A new Warner Brothers studio promises more DC superhero games like Arkham Asylum and fewer like, well, most other superhero games.
While there have been a few exceptions, it's really hard to make a good superhero game. Think about it: In any given superhero story, how many characters are actually stronger than the protagonist? Superman could snap Lex Luthor like a twig; Batman could beat the Joker into a pulp. Remove the characters' moral restraints and put them into an interactive, combat-based setting, and an archetypal battle of good vs. evil becomes a massacre. In spite of these challenges, new studio Warner Brothers Montreal believes that the time of the rushed, buggy superhero games is drawing to a close. The studio, which is working on various DC Comics properties, hopes to make more games in the style of Arkham Asylum by tapping into a rich superhero mythology instead of a movie release date.
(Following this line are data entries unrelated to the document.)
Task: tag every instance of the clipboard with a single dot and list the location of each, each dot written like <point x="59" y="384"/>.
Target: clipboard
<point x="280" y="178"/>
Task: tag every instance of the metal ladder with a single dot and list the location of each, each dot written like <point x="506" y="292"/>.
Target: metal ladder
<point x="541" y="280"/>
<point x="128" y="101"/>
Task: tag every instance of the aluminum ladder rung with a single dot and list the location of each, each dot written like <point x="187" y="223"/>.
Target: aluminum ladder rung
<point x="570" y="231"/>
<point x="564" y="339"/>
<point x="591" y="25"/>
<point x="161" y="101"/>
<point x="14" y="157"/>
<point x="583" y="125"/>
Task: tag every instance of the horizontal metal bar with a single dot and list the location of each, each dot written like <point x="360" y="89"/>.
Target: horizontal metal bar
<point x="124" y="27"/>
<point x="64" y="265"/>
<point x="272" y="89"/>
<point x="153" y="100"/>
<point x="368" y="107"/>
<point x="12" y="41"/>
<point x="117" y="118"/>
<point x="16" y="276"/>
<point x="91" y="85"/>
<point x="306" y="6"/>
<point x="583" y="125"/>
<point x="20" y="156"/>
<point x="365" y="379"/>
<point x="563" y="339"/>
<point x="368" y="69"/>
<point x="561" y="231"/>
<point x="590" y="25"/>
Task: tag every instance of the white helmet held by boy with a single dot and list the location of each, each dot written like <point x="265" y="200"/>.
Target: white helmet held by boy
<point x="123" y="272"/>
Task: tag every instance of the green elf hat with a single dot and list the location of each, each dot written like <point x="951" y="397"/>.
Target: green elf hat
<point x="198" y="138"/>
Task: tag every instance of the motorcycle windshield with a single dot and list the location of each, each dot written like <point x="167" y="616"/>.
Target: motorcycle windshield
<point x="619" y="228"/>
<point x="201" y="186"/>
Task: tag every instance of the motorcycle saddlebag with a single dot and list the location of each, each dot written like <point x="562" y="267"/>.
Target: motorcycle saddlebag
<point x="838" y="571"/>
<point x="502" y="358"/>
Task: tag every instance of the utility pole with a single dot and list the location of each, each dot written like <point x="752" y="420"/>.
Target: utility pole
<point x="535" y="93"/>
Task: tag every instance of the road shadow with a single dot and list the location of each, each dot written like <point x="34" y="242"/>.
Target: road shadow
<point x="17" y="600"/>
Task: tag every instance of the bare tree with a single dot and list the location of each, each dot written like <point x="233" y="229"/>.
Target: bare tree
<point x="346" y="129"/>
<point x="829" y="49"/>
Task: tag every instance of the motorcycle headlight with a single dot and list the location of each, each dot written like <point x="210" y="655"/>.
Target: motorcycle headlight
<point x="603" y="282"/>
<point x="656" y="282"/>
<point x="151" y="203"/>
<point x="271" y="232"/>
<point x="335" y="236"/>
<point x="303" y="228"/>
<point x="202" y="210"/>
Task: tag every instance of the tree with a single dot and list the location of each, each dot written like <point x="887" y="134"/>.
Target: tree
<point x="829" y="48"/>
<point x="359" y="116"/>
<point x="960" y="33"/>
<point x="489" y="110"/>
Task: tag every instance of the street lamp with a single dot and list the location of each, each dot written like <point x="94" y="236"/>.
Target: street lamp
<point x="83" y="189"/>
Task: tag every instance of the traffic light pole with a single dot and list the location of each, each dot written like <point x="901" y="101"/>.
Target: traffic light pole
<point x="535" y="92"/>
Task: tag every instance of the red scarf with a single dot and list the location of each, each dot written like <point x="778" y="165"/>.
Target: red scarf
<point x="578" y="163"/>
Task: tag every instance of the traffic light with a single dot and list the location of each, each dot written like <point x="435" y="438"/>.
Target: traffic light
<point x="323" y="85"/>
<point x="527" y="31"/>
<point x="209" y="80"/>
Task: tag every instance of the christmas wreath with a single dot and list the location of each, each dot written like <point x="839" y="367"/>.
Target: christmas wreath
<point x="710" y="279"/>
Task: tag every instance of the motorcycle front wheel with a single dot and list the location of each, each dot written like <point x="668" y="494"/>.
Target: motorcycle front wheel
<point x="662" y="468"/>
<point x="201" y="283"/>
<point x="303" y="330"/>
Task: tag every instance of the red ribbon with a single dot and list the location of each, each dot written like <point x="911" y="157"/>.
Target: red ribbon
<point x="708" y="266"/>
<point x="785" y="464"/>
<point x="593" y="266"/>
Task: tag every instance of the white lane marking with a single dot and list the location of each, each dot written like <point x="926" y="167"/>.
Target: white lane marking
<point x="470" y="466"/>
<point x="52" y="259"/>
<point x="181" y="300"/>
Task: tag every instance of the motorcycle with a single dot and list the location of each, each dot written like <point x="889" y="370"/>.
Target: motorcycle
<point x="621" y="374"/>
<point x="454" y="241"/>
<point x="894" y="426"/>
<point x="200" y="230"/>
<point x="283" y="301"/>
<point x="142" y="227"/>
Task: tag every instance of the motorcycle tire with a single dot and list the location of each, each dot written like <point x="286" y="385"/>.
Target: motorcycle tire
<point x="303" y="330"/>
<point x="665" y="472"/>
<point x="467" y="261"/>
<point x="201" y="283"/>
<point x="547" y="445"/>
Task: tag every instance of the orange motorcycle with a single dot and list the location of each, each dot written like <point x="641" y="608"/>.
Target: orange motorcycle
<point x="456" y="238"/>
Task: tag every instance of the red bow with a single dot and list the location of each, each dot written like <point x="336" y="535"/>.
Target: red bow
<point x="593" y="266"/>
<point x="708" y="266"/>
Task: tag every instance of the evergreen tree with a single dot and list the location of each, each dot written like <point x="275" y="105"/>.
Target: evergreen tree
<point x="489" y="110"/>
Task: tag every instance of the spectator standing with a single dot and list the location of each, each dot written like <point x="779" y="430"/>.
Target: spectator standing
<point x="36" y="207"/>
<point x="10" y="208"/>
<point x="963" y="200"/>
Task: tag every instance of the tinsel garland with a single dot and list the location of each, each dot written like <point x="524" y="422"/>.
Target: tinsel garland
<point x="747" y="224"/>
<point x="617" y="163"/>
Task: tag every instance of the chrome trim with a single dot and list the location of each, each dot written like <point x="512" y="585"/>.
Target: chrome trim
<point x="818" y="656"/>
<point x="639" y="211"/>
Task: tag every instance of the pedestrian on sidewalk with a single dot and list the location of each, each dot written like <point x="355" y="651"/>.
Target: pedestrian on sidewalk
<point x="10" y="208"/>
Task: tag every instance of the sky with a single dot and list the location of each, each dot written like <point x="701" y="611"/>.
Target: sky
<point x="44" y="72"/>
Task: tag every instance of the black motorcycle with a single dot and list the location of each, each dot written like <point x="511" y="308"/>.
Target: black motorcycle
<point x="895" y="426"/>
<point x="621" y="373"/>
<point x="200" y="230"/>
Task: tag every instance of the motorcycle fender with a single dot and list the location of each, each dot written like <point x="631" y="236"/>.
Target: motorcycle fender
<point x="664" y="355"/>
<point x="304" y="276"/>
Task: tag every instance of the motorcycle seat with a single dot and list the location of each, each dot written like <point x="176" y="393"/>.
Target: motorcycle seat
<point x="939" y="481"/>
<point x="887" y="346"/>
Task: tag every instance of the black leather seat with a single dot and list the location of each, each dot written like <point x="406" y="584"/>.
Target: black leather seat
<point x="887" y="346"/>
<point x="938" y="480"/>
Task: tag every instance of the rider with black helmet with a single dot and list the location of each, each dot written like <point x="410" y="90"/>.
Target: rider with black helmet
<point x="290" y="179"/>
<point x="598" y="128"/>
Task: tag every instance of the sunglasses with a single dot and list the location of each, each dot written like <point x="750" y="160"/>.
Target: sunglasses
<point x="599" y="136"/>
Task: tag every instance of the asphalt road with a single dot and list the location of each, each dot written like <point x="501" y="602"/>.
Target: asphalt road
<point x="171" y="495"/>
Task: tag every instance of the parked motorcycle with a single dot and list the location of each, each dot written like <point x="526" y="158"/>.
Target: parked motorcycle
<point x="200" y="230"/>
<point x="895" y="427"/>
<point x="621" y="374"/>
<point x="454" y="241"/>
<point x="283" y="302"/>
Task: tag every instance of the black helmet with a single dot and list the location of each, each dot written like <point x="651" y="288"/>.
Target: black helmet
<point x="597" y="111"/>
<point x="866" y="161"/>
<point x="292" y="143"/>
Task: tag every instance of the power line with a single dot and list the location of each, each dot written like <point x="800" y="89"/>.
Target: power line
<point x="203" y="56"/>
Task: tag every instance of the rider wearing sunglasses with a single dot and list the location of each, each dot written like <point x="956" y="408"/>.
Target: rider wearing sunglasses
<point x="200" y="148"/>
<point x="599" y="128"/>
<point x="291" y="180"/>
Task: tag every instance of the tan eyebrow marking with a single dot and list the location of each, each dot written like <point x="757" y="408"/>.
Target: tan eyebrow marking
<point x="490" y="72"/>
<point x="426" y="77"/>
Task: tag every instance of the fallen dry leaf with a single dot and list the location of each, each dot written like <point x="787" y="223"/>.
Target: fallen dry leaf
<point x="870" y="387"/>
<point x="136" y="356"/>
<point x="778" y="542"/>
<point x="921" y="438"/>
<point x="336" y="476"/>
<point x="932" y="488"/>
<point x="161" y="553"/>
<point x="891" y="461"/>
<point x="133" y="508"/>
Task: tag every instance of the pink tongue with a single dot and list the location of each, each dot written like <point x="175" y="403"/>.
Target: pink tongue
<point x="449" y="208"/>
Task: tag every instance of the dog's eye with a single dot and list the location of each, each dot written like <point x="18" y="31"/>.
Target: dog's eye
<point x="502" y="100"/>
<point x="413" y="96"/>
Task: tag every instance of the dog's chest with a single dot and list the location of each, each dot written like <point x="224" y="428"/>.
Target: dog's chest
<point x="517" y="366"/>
Warner Bros. Montreal came into existence recently with a "mandate" straight from the film studio itself to make good games. While a Looney Tunes game is not out of the question, the main focus for now is on the Warner Bros. DC Comics license. Martin Carrier and Reid Schneider, the studio's vice president and executive producer, respectively, believe that Rocksteady's Batman: Arkham Asylum raised the bar for what is now acceptable in a superhero game. "They changed people's perceptions and that's why we're not satisfied anymore with sub-par superhero games," says Carrier.
Schneider agrees, citing Spider-Man for the PS1 as another example of a superhero game that succeeded by crafting a brand new story that respects the source material without adapting a specific comic book or movie story. "It's not about hitting the movie date or some arbitrary date-it was giving the game the time it needs to be successful and really just concentrating on the quality of it," he says.
Much like Blade or X-Men made the superhero film a legitimate genre, Schneider believes that Arkham Asylum did the same thing for superhero games. According to Schneider, it's no longer acceptable to simply put out a bad - or even mediocre - movie tie-in game. "Those days where publishers could do stuff like that and make money from it, it's just not the same ... [Only] the really high-quality games with mass market appeal are making money. That whole middle layer, where there were movie games or cash-ins-that market is gone."
While it's true that movie tie-in games rarely make the same kind of money as a Gears of War or an Uncharted, they also cost much less and have much shorter development cycles. Superhero movie games don't have to be big hits, or even very good, in order to be profitable. However, with DC's biggest properties in the hands of a studio using Arkham Asylum as a template, there's a very real chance for a superhero games to shine. Ten years ago, superhero movies went from being schlocky disasters to one of the most popular genres in the medium. Ten years from now, will the same be true of superhero games?